5. Erlangga Yuda

35.8K 2.9K 73
                                    

Fla Regina

Sejenak aku menatap wajah yang muncul dari balik kaca mobil dengan tidak percaya. Hari ini nampaknya ketidakberuntungan sedang menguntitku.

"Baru pulang kerja?" ulangnya sekali lagi. Aku menarik nafas kesal. Memang kelihatannya aku baru pulang dari mana, dari kondangan?

"Iya," jawabku singkat.

"Mau bareng?" tawarnya. Dengan tegas aku menggeleng.

"Nggak, aku bisa pulang sendiri kok," kataku yakin.

"Mau hujan loh," katanya. Mau tidak mau aku menatap ke langit, awan sudah mulai menghitam dan kutebak beberapa menit lagi pasti akan hujan deras.

"Rumahku juga dekat kok," balasku tak mau kalah.

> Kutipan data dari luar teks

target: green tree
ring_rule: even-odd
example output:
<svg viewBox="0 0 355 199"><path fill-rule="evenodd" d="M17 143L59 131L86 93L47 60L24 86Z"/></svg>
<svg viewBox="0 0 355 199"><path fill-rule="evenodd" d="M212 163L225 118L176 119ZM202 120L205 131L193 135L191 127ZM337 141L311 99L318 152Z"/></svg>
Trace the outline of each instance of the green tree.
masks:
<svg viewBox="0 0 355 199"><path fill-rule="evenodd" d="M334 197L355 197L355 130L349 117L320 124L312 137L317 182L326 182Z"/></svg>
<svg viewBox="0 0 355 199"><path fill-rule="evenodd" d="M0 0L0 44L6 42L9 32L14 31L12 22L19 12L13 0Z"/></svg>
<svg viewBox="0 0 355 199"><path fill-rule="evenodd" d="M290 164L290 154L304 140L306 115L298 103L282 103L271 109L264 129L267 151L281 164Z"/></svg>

"Ya sudah kalau gitu, aku duluan ya," katanya. Aku kira Aga akan memaksaku untuk ikut pulang dengannya, sepertinya aku yang terlalu berpikiran buruk.

Titik-titik air tiba-tiba membasahi wajahku. Makin lama jumlahnya makin banyak. Aku menggeram kesal, kenapa harus hujan di saat seperti ini.

"Benar kan yang aku bilang, deras banget malah hujannya," kata Aga sambil tertawa mengejek. Aku mengutuk diriku habis-habisan, entah bagaimana caranya tiba-tiba saja aku sudah berada di dalam mobil Aga, setelah tadi aku menolaknya.

"Keringkan pakai ini," Aga mengulurkan beberapa lembar tisu kepadaku. Aku mengambilnya dan menyeka wajah dan tanganku yang basah terkena rintik hujan. Di luar hujan sudah turun dengan derasnya. Besok-besok akan kupakasa Aya untuk menjemputku setiap hari.

"Masih rumah yang dulu?" tanya Aga kemudian ketika aku sedang menenggelamkan diri menyesali nasibku hari ini.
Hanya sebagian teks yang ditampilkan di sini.